Jevons appears to me to make a terrible blunder at this {45} point. He says [1]—“One name which has been given to Logic, namely the Science of Sciences, very aptly describes the all-extensive power of logical principles. The cultivators of special branches of knowledge appear to have been fully aware of the allegiance they owe to the highest of the sciences, for they have usually given names implying this allegiance. The very name of Logic occurs as part of nearly all the names adopted for the sciences, which are often vulgarly called the ‘ologies,’ but are really the ‘logics,’ the ‘o’ being only a connecting vowel or part of the previous word. Thus geology is logic applied to explain the formation of the earth’s crust; biology is logic applied to the phenomena of life; psychology is logic applied to the nature of the mind; and the same is the case with physiology, entomology, zoology, teratology, morphology, anthropology, theology, ecclesiology, thalattology, and the rest. Each science is thus distinctly confessed to be a special logic. The name of Logic itself is derived from the common Greek word λόγος, which usually means word, or the sign and outward manifestation of any inward thought. But the same word was also used to denote the inward thought or reasoning of which words are the expression, and it is thus probably that later Greek writers on reasoning were led to call their science ἐπιστήμη λογική, or logical science, also τέχνη λογική or logical art. [2] The adjective λογική, being used alone, soon came to be the name of the science, just as Mathematic, Rhetoric, and other names ending in ‘ic’ were originally adjectives, but have been converted into substantives.”
[1] Elementary Lessons, p. 6.
[2] [= “logos”, “episteme logike”, “techne logike” and “logike”. Tr.]

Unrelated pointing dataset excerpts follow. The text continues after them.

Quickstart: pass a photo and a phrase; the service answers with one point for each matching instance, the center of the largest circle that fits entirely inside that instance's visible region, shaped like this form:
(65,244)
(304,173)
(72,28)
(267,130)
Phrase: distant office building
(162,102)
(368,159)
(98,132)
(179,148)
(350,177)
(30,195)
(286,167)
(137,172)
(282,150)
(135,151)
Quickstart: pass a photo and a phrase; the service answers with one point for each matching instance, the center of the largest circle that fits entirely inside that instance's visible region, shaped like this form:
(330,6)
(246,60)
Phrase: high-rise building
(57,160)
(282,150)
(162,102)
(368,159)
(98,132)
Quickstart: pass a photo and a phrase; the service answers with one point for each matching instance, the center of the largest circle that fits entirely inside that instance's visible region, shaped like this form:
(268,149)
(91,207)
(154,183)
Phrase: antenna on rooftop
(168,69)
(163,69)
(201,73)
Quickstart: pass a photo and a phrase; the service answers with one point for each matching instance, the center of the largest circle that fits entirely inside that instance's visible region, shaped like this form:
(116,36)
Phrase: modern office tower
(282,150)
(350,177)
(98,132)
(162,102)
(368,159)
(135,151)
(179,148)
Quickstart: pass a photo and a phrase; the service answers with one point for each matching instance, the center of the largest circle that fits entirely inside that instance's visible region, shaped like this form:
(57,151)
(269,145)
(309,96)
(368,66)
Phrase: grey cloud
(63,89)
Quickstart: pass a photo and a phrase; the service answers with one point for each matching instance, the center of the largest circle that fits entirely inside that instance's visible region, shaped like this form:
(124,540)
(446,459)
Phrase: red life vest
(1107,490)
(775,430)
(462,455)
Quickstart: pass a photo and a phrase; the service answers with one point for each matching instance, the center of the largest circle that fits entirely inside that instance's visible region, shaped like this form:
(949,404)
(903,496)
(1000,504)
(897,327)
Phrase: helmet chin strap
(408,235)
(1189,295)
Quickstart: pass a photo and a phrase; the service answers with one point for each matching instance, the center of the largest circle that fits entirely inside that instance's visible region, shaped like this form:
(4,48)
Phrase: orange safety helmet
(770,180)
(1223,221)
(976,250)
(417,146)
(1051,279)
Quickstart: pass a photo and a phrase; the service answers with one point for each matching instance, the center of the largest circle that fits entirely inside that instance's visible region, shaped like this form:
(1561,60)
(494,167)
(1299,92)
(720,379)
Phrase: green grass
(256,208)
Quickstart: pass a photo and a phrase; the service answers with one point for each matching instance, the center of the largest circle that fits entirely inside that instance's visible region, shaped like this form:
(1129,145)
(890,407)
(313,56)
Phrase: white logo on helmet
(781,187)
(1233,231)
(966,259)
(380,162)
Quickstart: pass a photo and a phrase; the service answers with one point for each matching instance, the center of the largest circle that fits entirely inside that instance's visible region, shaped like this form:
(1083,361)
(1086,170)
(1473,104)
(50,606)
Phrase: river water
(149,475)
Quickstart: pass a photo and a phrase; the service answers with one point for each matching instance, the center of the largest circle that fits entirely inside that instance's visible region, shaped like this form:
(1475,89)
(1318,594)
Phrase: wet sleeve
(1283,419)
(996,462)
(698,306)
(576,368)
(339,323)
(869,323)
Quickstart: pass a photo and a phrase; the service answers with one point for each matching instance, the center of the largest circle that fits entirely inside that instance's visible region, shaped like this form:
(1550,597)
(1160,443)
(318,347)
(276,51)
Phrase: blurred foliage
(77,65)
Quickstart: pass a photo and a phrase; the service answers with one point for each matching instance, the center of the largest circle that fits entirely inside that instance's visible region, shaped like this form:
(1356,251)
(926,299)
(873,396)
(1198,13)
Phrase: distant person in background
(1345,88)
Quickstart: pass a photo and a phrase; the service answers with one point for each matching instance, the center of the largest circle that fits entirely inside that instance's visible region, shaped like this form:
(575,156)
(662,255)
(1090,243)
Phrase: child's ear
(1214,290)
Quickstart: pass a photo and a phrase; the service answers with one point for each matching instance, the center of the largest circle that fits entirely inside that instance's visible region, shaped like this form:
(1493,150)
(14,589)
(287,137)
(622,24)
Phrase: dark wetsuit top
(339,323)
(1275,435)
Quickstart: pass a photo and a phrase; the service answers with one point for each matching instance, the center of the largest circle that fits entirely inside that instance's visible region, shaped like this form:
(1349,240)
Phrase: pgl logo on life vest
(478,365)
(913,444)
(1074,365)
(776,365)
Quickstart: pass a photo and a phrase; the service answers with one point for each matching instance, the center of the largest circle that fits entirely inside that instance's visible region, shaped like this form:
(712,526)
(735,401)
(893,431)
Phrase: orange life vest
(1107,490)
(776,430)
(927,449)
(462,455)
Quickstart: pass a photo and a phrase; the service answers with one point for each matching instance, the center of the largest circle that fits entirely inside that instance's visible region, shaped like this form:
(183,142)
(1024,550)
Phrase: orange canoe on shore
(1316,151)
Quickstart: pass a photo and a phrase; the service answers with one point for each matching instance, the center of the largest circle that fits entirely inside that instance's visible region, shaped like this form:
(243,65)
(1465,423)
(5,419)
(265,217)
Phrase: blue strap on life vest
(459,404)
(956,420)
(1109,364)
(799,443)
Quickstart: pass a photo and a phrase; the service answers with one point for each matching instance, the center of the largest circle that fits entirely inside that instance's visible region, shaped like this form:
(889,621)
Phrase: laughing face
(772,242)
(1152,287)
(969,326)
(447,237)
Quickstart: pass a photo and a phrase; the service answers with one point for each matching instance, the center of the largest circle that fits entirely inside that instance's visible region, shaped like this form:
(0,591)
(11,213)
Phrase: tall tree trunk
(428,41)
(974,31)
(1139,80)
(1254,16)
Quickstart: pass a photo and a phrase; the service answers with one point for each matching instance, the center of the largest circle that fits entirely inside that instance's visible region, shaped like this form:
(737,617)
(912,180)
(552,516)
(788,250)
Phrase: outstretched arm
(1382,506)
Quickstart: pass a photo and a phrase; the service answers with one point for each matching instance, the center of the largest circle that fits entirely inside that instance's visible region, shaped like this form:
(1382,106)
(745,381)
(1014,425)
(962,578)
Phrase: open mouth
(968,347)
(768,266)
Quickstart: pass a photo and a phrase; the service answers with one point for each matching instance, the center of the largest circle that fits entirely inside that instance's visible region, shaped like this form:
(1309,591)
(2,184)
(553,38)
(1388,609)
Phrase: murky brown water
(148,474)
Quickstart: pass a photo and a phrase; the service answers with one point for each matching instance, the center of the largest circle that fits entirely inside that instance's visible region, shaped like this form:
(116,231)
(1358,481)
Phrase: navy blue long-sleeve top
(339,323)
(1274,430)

{46} This account of the connection between the name “Logic” and the terminations of the names of the sciences appears precisely wrong. Whatever may have been the exact meaning of the expression “Logic,” or “Logical curriculum,” [1] or “art,” or “science” when first employed, there can be no doubt that the word logical had a substantive reference to that about which the science or teaching in question was to treat. The term “logic,” therefore, corresponds not to the syllables “logy” in such a word as “Zoology,” but to the syllables “Zoo,” which indicate the province of the special science, and not its character as a science. Zoology means connected discourse (λόγος) about living creatures. Logic meant a curriculum, or science or art dealing with connected discourse. The phrase “Science of Sciences,” rightly interpreted, has the same meaning. It does not mean that Logic is a Science which comprises all the special sciences, but that Logic is a Science dealing with those general properties and relations which all sciences qua sciences have in common, but omitting, as from its point of view matter and not form, the particular details of content by which every science answers the particular questions which it asks. It is wild, and most mischievous, to say that “every science is a special logic,” or that “biology is Logic applied to the phenomena of life.” This confusion destroys the whole disinterestedness which is necessary to true scientific Logic, and causes the logical student always to have his eye on puzzles, and special methods, and interferences by which he may teach the student of science how to perform the concrete labour of research. We quite admit that {47} a looker-on may sometimes see more of the game, and no wise investigator would contemn a priori the suggestions of a student like Goethe, or Mill, or Lotze, because their author was not exclusively engaged in the observation of nature. But all this is secondary. The idea that Logic is a judge of scientific results, able to pass sentence, in virtue of some general criterion, upon their validity and invalidity, arises from a deep-lying misconception of the nature of truth which naturally allies itself with the above confusion between Logic and the special sciences.
[1] πραγμάτεια [= pragmateia Tr.]. See Prantl, i. 545.